LE MONDE DE LA FRANCOPHONIE
La Francophonie est un réseau de 52 Etats et gouvernements qui ouvre les portes à un marché de 500 millions de personnes disséminées aux quatre coins du globe, dont 120 millions parlent le français et œuvrent pour des buts communs, afin de développer la connaissance et le progrès, la culture et la communication, la liberté et la démocratie, l’économie et le développement et, bien sûr, la francophonie 

Le premier sommet de la francophonie eut lieu à Paris en 1986, suivi des sommets de Québec (1987), Dakar (1989), Chaillot (1991), Maurice (1993), Cotonou (Bénin) (1995) et Hanoi (1997).
Conférence des chefs d’Etat et de gouvernement: instance suprême, se réunit tous les deux ans, traite de questions internationales et définit les orientations de la francophonie.
Conférence ministérielle de la francophonie: composée de ministres des Affaires étrangères ou ministres de la francophonie: veille à l’exécution des décisions du sommet, se réunit une fois l’an (cette année, les 31 août et 1er septembre).
Conseil permanent de la francophonie: conseil d’administration de l’Agence de la francophonie, formé des représentants personnels des chefs d’Etat et de gouvernement, chargé de la préparation et du suivi du sommet (s’est réuni les 29 et 30 août).
Secrétariat général de la francophonie, placé sous l’autorité du Secrétaire général, porte-parole politique et représentant officiel de la francophonie.
Agence de la francophonie: organisation intergouvernementale unique de la communauté francophone, opérateur principal des programmes de coopération culturelle, scientifique, technique, économique et juridique décidés par le sommet.
Assemblée parlementaire de la francophonie: composée de parlementaires de langue française, qui participent aux travaux du sommet, de la CMF et du CFP.
Opérateurs directs: Agence universitaire de la francophonie (AUF); TV5, Université Senghor d’Alexandrie; Association internationale des maires francophones (AIMF).

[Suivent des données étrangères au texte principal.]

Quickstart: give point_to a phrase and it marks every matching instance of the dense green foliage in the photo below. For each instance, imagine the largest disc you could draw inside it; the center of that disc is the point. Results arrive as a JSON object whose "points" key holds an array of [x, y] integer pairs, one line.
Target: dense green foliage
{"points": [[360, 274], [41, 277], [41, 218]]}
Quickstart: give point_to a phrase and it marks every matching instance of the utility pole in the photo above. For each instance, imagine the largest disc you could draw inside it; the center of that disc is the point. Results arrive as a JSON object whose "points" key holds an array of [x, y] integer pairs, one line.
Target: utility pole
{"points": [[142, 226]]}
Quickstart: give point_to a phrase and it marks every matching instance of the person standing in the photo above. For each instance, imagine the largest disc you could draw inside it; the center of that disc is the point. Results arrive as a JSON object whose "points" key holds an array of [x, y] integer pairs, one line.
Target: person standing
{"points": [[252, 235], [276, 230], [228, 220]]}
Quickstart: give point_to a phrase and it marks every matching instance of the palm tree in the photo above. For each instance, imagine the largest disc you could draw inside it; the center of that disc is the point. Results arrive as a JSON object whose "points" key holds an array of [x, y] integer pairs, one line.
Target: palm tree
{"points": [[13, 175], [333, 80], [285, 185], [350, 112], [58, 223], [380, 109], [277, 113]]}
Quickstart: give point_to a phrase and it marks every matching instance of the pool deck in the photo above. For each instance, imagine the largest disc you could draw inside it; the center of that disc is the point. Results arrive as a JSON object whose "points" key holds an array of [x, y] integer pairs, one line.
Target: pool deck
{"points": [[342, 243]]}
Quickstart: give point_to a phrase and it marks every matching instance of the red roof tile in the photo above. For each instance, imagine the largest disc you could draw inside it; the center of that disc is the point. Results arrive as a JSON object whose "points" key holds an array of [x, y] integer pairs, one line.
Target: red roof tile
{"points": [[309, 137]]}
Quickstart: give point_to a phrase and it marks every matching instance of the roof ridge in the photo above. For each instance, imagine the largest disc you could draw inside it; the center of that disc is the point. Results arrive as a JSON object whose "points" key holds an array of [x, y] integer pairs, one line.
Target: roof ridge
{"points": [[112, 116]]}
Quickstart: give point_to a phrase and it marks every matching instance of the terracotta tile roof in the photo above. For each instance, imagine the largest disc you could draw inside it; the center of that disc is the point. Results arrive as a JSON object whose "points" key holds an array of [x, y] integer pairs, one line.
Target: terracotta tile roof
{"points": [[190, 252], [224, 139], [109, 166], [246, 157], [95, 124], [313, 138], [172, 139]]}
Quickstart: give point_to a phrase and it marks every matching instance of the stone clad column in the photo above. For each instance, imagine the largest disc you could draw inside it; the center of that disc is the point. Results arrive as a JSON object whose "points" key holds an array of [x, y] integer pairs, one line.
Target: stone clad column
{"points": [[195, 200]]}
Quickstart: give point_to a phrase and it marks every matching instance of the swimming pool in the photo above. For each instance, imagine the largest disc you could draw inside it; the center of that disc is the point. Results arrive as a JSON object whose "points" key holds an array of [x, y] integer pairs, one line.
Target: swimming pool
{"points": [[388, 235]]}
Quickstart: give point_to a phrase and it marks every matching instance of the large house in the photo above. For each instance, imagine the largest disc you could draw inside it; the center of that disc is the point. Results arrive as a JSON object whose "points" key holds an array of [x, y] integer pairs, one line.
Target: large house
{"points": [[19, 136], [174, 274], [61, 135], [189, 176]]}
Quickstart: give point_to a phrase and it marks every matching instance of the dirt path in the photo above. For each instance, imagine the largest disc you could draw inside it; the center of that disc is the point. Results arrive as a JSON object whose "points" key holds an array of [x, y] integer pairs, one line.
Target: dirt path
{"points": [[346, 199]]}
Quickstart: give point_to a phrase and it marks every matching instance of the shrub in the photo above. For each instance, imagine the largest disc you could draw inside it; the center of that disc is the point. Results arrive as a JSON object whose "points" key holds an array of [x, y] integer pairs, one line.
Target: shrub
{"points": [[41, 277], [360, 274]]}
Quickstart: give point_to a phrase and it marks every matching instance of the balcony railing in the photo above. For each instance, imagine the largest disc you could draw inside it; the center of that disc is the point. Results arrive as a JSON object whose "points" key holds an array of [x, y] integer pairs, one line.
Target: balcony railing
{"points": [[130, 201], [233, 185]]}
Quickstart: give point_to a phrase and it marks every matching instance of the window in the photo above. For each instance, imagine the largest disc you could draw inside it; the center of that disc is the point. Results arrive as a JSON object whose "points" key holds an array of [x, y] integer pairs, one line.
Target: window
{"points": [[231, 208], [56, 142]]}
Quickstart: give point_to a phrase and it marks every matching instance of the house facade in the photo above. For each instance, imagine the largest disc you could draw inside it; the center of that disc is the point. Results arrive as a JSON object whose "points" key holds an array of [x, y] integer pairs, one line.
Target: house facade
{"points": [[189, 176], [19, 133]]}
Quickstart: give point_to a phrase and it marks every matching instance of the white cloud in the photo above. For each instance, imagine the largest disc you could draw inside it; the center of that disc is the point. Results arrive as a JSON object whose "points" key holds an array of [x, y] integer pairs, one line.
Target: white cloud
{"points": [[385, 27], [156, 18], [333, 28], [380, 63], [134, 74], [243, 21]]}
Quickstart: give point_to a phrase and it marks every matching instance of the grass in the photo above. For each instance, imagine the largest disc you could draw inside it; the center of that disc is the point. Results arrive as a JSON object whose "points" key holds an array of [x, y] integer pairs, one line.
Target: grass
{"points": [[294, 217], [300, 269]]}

Conférences ministérielles permanentes: Conférence des ministres de la Jeunesse et des Sports (CONFEJES) et de l’Education nationale (CONFEMEN)
52 pays et gouvernements: Albanie, Belgique, Bénin, Bulgarie, Burkina Faso, Burundi, Cambodge, Cameroun, Canada, Canada/Nouveau-Brunswick, Canada/Québec, Cap-Vert, Centrafrique, Communauté française de Belgique, Comores, Congo (République du), Congo, (République démocratique du), Côte d’Ivoire, Djibouti, Dominique, Egypte, France, Gabon, Guinée, Guinée-Bissau, Guinée Equatoriale, Haïti, Laos, Liban, Luxembourg, Macédoine (ex-République yougoslave de), Madagascar, Mali, Maroc, Maurice, Mauritanie, Moldavie, Monaco, Niger, Pologne, Roumanie, Rwanda, Sainte-Lucie, Sao Tomé et Principe, Sénégal, Seychelles, Suisse, Tchad, Togo, Tunisie, Vanuatu, Vietnam.